A pupunheira (Bactris gasipaes) expandiu-se com força em São Paulo e na Bahia após a exploração predatória reduzir os estoques naturais de juçara na Mata Atlântica. Contudo, o avanço do monocultivo aumentou a incidência de patógenos. A podridão do caule provoca o amarelecimento das folhas e a morte dos brotos, destruindo plantas jovens e adultas.
Controle biológico como alternativa de segurança sanitária
As opções atuais de controle químico são escassas e o uso de fungicidas tradicionais gera preocupações sanitárias, visto que o palmito costuma ser consumido cru.
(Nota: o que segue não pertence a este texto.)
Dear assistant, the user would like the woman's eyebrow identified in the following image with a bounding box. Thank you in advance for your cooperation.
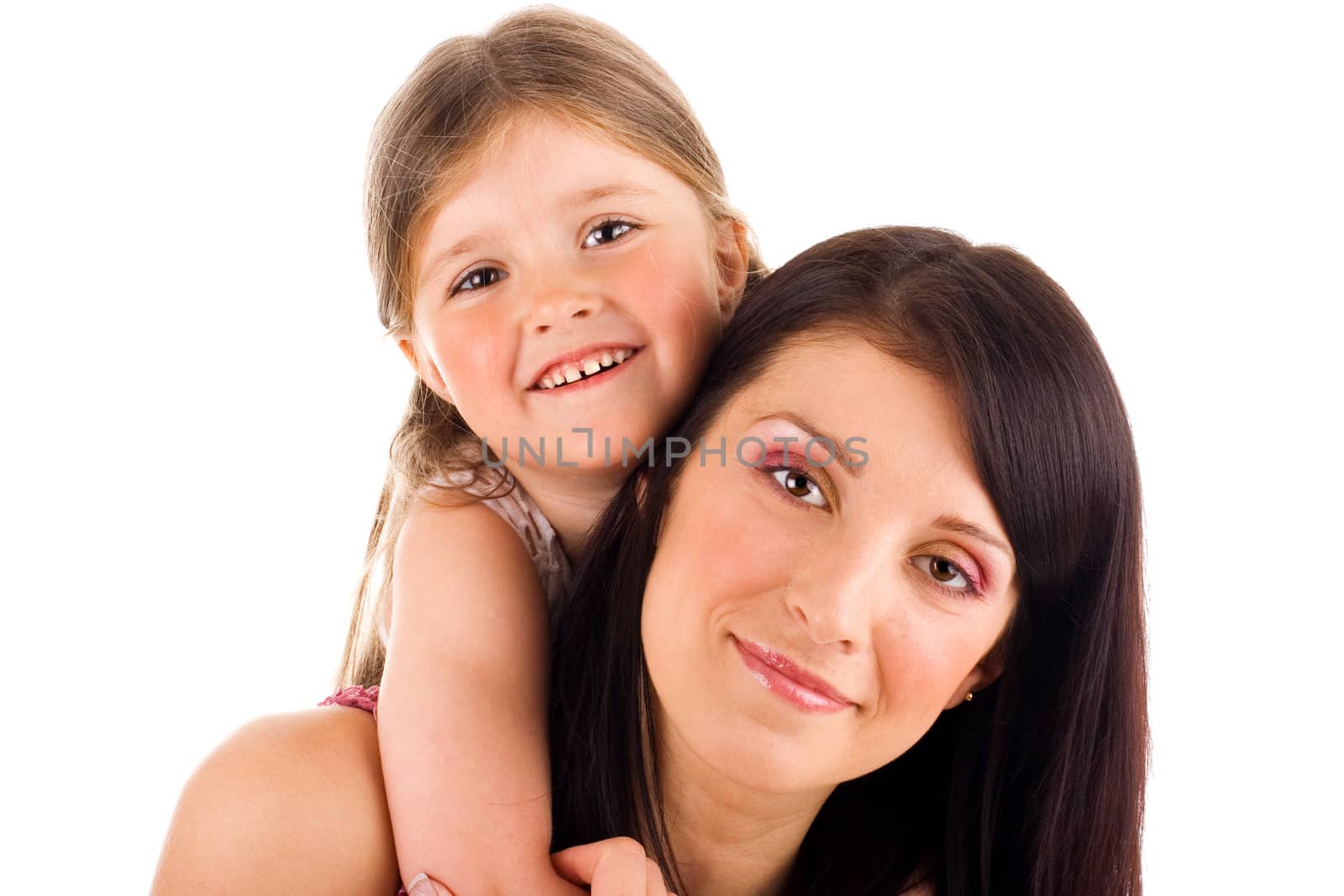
[932,513,1013,560]
[750,411,867,478]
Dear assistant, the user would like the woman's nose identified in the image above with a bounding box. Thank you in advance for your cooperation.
[528,275,602,333]
[788,551,895,652]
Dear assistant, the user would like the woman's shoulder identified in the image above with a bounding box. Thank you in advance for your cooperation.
[150,708,396,893]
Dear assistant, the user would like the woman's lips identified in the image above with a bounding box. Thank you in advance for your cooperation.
[728,634,855,712]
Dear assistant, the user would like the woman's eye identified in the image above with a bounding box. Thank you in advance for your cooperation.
[910,553,974,594]
[583,220,636,249]
[771,468,827,508]
[448,267,508,296]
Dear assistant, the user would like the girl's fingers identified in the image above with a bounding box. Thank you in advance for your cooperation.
[551,837,667,896]
[406,874,453,896]
[643,856,668,896]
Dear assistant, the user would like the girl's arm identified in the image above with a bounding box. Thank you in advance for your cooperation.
[378,501,582,896]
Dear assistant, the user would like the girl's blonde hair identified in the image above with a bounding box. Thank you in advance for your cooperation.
[338,7,764,686]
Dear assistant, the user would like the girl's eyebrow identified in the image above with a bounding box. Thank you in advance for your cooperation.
[556,183,659,208]
[417,183,659,286]
[417,233,484,286]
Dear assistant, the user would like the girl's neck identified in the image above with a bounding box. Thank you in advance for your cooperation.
[659,713,831,896]
[508,464,632,565]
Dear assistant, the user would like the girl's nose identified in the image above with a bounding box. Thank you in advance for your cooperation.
[529,276,602,333]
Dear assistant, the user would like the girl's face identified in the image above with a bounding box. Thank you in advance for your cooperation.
[641,338,1017,793]
[401,118,744,468]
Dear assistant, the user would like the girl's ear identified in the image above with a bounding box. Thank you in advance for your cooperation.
[714,217,751,325]
[396,336,453,405]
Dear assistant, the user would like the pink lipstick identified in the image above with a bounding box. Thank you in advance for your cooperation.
[728,636,855,712]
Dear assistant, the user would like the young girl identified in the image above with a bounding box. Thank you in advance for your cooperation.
[328,9,762,896]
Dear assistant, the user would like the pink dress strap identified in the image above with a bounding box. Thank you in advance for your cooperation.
[318,685,407,896]
[318,685,378,719]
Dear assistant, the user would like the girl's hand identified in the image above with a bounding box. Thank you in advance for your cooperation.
[406,837,676,896]
[551,837,676,896]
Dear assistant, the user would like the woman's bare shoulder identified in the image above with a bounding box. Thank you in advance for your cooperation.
[152,706,398,894]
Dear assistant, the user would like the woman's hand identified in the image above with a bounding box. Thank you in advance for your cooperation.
[406,837,676,896]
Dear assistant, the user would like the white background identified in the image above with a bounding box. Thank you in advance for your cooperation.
[0,2,1344,893]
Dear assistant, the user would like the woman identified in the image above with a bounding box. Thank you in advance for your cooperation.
[160,228,1147,896]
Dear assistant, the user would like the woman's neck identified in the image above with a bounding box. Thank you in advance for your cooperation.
[648,713,831,896]
[508,464,633,565]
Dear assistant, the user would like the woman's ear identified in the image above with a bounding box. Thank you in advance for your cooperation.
[634,466,649,511]
[943,650,1004,710]
[396,336,453,405]
[714,217,751,327]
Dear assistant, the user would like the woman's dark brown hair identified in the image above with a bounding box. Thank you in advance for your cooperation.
[551,227,1147,896]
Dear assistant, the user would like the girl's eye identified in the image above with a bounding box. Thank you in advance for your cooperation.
[910,553,979,595]
[583,219,640,249]
[770,466,827,508]
[448,267,508,296]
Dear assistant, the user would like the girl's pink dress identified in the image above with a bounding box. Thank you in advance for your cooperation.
[325,470,573,896]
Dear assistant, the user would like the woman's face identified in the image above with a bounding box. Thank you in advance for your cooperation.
[643,336,1017,793]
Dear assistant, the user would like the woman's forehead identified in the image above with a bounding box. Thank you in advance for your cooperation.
[714,336,1003,533]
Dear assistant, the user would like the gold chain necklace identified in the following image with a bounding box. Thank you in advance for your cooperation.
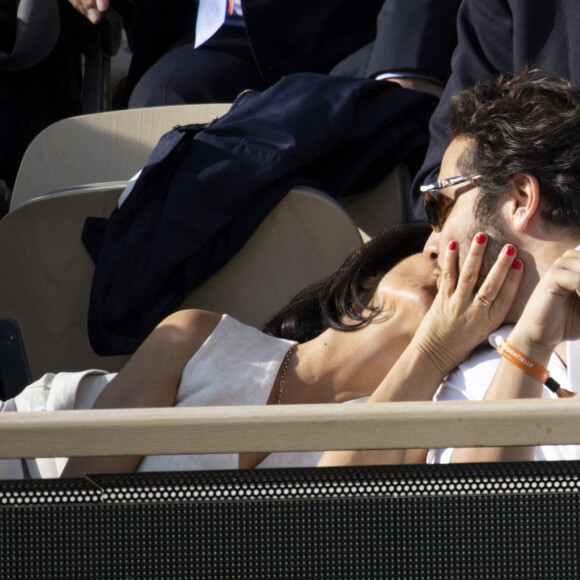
[276,343,298,405]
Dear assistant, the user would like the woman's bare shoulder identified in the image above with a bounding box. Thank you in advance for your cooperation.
[158,308,222,346]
O controle biológico surge como a alternativa mais viável.
“Eles competem por nutrientes, produzem substâncias antifúngicas, degradam a parede celular de agentes invasores e ainda estimulam mecanismos naturais de defesa das plantas. Algumas espécies também promovem crescimento vegetal e conseguem colonizar tecidos internos da planta sem causar danos, comportamento conhecido como endofitismo”, complementa Wagner Bettiol, pesquisador da Embrapa Meio Ambiente (SP).
Nos testes in vitro, o isolado TH2 de Trichoderma harzianum reduziu o crescimento da podridão em 94%, enquanto o melhor isolado de Trichoderma asperellum alcançou 80% de eficiência. Os melhores resultados ocorreram na aplicação preventiva, feita 48 horas antes do contato com a doença, bloqueando totalmente a instalação do patógeno. A aplicação curativa (após a infecção) mostrou-se pouco eficiente.
Colonização interna saudável e testes em campo
A pesquisa comprovou de forma inédita a colonização endofítica da pupunheira pelo bioinsumo. Enquanto os caules infectados pelo patógeno apodreceram, os tecidos tratados com o fungo benéfico permaneceram claros, firmes e saudáveis, criando uma barreira contínua.
Como o mercado brasileiro já disponibiliza biofungicidas comerciais à base de Trichoderma, a adoção da tecnologia pelos produtores tende a ser facilitada. O próximo passo dos cientistas envolve a validação desses resultados em testes diretamente em áreas produtivas de campo.